Intercom World Tour event
The 2017 Inside Intercom World Tour

Later on, these cupcake events grew into larger Intercom World Tours where we intentionally went to cities that are known, growing tech hubs and home to many of our paying customers as well as users who were simply trialling Intercom. By continuing to share the lessons we’ve learned growing Intercom as a product and as a company, we’ve been able to capture the attention of other businesses — our potential customers — in a similar stage of growth.

Nowadays, live events are a little trickier (but on the way back, we hope!). With that in mind, we’ll be hosting our first global virtual launch event on March 23rd, 2022 – New at Intercom! We’re inviting professionals across marketing, sales, and support to hear trends, gain insights, network with peers—and be first to see our new products.

Determine the ROI of your acquisition tactics

To identify the tactics that are the most effective for your business, look at your customer acquisition cost, or CAC. Customer acquisition cost is the budget required to acquire a new customer, either overall or from specific marketing channels.

How to calculate your CAC

To find your CAC, you can either calculate the average CAC or the CAC for a specific acquisition method.

To find your overall CAC, first choose a period of time (for example, a month). Divide the total amount of money you spent on your customer acquisition efforts in this period of time by the number of customers acquired during this same period. The result will be your average cost to acquire a single customer (average CAC).

calculating CAC

If you want to find the CAC of something like PPC ads or content marketing, the steps are the same, except you’ll divide the amount you spent on that specific acquisition method by the customers it brought in.

If you do this for each of your marketing channels, you’ll learn exactly how much it costs to acquire a customer from one source versus another.

Optimizing for CAC

When you’re just starting out with limited capital, acquiring new customers at any cost — especially to fill the gaps caused by closed accounts — is one of the worst things you can do.

Knowing your CAC helps you calibrate your investment in different acquisition channels. With it, you’ll know that the marketing channels you use are actually contributing to your growth, plus exactly how many new customers they’ve brought in compared to other channels.

“Knowing your CAC helps you calibrate your investment in different acquisition channels”

For example, if PPC is effective but costly, you might just reduce your ads to a few high-converting keywords. If your cost to acquire a customer via content is low and content has the highest return on investment out of all your acquisition methods, that’s a sure sign that it’s time to invest in your content marketing team.

Ultimately, calculating your CAC will help you develop and document a successful customer acquisition strategy. Armed with this data, you’ll know which channels you’re using, what you’re spending on each one, and how much each customer costs to bring in through each channel.
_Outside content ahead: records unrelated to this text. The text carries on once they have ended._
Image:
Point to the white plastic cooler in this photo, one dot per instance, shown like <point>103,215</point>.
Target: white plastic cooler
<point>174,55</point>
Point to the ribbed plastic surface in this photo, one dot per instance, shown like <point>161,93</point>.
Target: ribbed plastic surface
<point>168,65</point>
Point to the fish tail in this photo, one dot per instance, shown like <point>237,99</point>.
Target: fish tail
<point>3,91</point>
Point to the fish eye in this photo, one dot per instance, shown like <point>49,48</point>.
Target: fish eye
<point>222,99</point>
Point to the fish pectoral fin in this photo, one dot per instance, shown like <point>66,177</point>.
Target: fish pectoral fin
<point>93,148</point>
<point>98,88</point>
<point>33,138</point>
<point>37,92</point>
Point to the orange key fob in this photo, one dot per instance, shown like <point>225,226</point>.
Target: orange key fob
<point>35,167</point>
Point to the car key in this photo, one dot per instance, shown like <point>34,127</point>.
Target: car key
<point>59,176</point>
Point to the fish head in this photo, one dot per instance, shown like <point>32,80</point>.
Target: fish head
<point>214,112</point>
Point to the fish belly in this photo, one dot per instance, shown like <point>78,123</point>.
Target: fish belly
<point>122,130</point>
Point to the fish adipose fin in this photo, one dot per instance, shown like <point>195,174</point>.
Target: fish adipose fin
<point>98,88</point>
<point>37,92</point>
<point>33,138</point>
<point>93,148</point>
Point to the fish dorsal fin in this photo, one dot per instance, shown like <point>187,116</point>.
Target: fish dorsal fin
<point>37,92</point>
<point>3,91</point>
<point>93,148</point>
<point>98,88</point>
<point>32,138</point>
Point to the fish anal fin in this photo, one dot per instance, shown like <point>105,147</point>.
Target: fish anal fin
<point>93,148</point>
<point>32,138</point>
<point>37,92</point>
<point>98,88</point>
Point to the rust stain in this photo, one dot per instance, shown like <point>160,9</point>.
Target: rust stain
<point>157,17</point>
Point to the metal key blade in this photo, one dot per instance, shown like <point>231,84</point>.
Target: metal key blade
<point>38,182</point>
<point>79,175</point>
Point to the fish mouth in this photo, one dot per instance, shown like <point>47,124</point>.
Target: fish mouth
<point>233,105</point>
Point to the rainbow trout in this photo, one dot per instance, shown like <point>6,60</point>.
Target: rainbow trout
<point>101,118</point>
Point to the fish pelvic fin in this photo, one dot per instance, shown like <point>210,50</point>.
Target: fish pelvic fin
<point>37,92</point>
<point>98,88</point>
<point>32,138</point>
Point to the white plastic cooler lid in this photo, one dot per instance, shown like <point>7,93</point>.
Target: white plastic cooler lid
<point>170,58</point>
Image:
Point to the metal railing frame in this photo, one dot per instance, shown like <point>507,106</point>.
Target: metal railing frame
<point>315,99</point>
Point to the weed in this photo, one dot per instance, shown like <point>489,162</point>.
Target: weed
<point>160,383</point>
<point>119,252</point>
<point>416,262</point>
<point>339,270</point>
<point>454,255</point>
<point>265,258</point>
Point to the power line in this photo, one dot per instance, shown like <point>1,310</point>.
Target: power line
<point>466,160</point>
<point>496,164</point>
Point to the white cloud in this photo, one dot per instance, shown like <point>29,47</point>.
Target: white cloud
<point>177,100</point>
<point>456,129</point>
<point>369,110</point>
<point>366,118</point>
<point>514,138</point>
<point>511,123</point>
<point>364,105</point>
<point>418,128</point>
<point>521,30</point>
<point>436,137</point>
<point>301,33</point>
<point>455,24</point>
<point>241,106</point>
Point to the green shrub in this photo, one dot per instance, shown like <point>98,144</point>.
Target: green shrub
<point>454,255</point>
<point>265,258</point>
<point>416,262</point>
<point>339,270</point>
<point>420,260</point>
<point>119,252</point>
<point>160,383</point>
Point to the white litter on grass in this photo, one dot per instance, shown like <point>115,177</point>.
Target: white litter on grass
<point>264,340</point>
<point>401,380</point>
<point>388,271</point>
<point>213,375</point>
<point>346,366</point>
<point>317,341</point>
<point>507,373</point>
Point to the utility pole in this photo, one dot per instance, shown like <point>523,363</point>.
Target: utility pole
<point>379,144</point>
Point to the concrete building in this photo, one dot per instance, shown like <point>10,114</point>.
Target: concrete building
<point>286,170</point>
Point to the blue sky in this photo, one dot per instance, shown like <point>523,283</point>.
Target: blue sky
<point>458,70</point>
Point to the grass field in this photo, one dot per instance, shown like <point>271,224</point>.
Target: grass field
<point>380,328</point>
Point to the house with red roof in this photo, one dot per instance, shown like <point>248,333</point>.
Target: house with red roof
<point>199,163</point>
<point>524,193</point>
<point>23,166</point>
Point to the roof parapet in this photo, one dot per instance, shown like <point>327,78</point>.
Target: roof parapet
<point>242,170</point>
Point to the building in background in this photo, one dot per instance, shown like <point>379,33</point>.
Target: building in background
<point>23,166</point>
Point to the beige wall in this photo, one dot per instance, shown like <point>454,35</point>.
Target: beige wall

Turn acquired visitors into acquired customers

Getting potential customers to your website is just step one of customer acquisition. You need a way to convert those onlookers into paying customers. That’s where Intercom can help. Our chat window is not just a great messaging tool — it can be a powerful acquisition driver as well.

When used on your marketing website, our Messenger can help you proactively engage with visitors with the highest purchase intent and accelerate lead generation.

Intercom visitor auto message
Example of visitor auto messages on Elegantthemes.com

Once a visitor engages with the Messenger, you can use chatbots to automatically qualify people who respond and instantly route the best leads to the right salesperson.

lead qualification using chatbots

More and more businesses are seeing improved customer acquisition using live chat and chatbots:

Acquire more customers with cost-effective marketing strategies

You may already be acquiring new customers at a steady clip, but there’s always room to improve your customer acquisition strategy. Sit down, take a hard look at your CAC, and decide what to scale up, scale down, or stop. Doing this will make a big difference, not only in the cost of your marketing, but also in how effective you are at driving long term business growth.